The European Commission is preparing to extend its first ever investigation into an EU member’s adherence to rule of law over concerns that an overhaul of Poland’s top court has undermined the country’s standing as a democratic state. Prime Minister Beata Szydlo and the ruling party on Friday passed a parliamentary resolution to defend the largest eastern EU nation’s sovereignty, saying it was under the biggest threat since the country regained independence following the 1989 fall of communism.
“In the European Commission there are increasingly more of those who want to break the EU apart,” Szydlo told lawmakers in Warsaw on Friday. “Unlike any other time over past 27 years, Poland needs sovereignty.”
The standoff coincides with intensifying bickering within the 500 million person economic and political bloc over how much influence the EU should have over its individual states. The U.K. is five weeks away from holding a referendum on whether it should stay in and other members are at odds over issues ranging from refugees to bailing out Greece, while Poland and Hungary are eschewing guidance on rule of law.
Investors have taken notice, with the premium they demand to hold Polish 10-year zloty government bonds over equivalent German bunds rising to a two-year high this month.
Former U.S. President Bill Clinton said this week that Poland and Hungary are each leaning toward a “Putin-like” and “authoritarian dictatorship.” Investors have started to react. The commission is only doing its job of making sure EU governments stick to the membership treaty and uphold rule of law, European Commissioner Guenther Oettinger said during a visit to Poland on Friday.
“There are no problems inside the EU Commission,” Oettinger said. “There are functions and obligations. The Commission is part of the EU, as the Polish government is part of the European Council.’’
The zloty has declined 3.6 percent against the euro this year, the biggest loss among the currencies of Poland’s eastern EU peers. The yield on Polish 10-year debt has jumped to a two-week high of 3.08 percent on Friday, from 2.59 percent when Law & Justice won elections last year.
S&P Global Ratings handed the country of 38 million people its first ever credit-rating downgrade in January. Fitch Ratings said in a statement on Wednesday that the six-month-old government’s “more confrontational” style is heightening political and fiscal risks as it splits society, weakens ties with Europe and hinders the outlook for economic growth and investment.
The standoff with the EU was triggered by a revamp of the Constitutional Tribunal that makes it harder for the court to overturn laws passed by the government. While the court itself ruled the overhaul was illegal, Szydlo’s administration has refused to publish the ruling -- thus preventing it from taking effect.
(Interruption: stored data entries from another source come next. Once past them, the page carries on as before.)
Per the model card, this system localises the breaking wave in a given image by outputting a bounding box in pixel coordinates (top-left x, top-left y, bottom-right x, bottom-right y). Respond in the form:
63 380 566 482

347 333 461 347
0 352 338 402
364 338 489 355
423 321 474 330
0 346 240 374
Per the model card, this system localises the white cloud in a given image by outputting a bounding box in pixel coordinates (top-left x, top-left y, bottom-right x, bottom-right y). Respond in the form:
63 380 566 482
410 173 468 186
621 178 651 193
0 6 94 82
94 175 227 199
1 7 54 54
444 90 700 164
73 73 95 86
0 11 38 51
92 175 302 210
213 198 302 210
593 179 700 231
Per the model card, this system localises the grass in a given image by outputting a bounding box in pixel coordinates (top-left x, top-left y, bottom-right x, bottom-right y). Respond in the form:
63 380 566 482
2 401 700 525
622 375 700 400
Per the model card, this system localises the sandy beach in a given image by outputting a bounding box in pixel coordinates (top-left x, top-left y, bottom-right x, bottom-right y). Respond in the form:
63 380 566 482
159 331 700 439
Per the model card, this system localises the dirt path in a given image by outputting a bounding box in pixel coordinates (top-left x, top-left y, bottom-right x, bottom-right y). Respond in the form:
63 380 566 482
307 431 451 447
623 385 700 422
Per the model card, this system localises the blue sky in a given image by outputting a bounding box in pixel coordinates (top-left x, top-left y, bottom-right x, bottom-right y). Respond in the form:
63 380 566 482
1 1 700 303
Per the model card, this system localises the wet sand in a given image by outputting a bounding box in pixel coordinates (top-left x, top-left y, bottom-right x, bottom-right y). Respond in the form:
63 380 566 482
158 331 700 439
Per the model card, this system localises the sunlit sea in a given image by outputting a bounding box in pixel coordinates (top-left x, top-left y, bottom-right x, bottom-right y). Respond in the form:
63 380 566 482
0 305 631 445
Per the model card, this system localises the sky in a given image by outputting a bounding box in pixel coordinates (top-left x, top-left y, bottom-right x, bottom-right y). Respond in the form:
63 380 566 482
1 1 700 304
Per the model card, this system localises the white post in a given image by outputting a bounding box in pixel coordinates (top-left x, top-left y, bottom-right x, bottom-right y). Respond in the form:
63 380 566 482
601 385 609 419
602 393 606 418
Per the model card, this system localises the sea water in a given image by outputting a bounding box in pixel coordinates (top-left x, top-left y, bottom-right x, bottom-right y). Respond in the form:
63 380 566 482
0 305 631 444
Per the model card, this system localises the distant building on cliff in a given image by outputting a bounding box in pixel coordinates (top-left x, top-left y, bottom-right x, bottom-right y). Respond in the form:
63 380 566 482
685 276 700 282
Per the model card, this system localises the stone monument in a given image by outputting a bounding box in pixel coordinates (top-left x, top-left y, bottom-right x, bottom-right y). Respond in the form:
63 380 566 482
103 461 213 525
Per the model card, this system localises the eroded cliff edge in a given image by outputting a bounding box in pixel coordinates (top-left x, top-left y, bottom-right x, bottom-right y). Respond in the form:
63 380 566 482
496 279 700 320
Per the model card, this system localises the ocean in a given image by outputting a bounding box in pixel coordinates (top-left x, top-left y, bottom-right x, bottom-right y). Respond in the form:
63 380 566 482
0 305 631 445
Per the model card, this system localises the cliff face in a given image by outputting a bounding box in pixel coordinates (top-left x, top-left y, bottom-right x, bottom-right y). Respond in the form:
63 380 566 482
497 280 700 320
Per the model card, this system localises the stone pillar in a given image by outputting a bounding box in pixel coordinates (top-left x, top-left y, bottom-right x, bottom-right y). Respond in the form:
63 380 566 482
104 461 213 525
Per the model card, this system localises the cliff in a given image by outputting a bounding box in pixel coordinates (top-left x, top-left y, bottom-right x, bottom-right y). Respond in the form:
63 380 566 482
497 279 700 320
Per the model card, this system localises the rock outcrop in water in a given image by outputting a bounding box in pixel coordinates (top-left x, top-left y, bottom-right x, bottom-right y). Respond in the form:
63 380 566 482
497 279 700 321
President Andrzej Duda, a former Law & Justice member, hasn’t sworn in three justices picked by the previous parliament, opting instead to name judges selected by his party colleagues to the tribunal.
Szydlo’s government rejected criticism from abroad as Law & Justice lawmakers passed the non-binding resolution “in the defense of sovereignty of Poland and the rights of its citizens.” The country will “never bend to ultimatums” and Poland “doesn’t have a reputation problem, but the EU does,” Szydlo said on Friday.
“Poland needs the EU, and most more importantly the EU needs Poland,” Szydlo said. “I’m a European, but before all, I’m a Pole.”